Trajectories and Frames

An N-body simulation, such as a molecular dynamics simulation, fundamentally consists of a set of frames - snapshots of the system describing the particles and their positions. A trajectory is a set of these frames, forming a three dimensional ‘movie’. Simulations are essentially trajectories which are being generated on the fly.

Each frame consists of information about the system and the atoms within it. This data takes the form of values related to the frame (such as the system’s temperature or energy) and arrays storing information about the atoms themselves (such as position or element).

The approach taken by Narupa is to use a key value system to store frames, as what is available in a frame varies dramatically based on what is being simulated. Narupa applications use a set of standard keys to define common fields, such as ‘particle_positions’ for the the field containing the coordinates of the particles in the system. See the python implementation of FrameData or some of our conversion utilities for more examples.

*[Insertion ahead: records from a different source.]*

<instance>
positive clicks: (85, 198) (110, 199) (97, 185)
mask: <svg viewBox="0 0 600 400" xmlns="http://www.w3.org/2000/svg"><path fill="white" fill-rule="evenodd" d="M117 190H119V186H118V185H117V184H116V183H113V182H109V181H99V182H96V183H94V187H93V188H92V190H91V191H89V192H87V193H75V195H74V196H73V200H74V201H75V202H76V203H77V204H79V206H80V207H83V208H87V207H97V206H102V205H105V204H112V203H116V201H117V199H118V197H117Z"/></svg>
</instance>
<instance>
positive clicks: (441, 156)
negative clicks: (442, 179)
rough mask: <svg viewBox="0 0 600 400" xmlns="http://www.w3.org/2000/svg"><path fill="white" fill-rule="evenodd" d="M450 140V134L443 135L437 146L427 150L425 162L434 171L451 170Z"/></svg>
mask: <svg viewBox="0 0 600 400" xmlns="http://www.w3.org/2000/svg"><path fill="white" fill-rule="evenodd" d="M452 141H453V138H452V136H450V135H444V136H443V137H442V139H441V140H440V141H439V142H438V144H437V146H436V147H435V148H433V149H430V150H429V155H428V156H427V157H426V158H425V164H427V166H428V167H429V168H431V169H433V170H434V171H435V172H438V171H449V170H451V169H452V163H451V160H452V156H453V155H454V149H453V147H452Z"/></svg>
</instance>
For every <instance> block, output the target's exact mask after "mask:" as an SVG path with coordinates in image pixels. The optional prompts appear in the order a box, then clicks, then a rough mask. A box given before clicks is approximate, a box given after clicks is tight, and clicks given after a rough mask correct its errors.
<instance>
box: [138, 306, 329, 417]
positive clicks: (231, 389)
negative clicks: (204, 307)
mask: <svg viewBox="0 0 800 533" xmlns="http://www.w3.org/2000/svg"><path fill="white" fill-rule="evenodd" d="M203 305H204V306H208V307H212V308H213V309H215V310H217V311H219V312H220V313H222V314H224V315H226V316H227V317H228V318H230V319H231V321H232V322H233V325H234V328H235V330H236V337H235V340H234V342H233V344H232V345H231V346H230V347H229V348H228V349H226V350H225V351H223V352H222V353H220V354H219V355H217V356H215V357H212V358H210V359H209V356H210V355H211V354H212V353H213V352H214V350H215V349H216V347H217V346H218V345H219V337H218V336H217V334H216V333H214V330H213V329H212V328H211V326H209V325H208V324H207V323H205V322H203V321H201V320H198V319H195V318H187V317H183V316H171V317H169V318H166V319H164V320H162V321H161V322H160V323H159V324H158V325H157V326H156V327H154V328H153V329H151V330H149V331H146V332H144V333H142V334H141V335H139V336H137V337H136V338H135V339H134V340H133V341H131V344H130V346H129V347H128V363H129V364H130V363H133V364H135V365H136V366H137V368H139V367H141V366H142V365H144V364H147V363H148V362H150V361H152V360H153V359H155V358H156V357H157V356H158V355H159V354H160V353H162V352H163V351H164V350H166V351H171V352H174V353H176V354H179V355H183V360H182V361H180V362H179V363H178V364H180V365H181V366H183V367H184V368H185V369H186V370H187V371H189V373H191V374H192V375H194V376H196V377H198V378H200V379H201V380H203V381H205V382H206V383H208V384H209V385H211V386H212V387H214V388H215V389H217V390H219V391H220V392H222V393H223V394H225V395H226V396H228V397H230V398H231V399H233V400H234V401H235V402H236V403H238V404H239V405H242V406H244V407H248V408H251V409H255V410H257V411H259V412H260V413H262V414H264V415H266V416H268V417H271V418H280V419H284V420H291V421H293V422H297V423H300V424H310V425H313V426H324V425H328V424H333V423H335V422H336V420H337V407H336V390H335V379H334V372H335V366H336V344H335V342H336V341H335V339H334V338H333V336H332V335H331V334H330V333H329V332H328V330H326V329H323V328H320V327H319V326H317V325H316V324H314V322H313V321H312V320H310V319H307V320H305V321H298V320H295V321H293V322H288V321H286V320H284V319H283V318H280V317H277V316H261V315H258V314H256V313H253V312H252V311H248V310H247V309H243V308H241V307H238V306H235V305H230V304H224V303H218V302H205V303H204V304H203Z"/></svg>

For a basic interactive molecular simulation, a frame typically has the following fields:

  • Particle positions (we always use nanometers!)
  • Particle elements
  • Bond pairs

For a simulation of a protein, a frame will have additional fields, such as:

  • Particle residues
  • Residue names
  • Residue IDs
  • Residue chains
  • Chain names

While in a QM calculation, we may have:

  • Bond orders

If you need to customize a frame with your own data, you can - just pick a good key by which to identify it, and convert your data into either an array of integers, bytes, floats, strings, or a single value type such as integer, byte, float, string, or a JSON like Struct.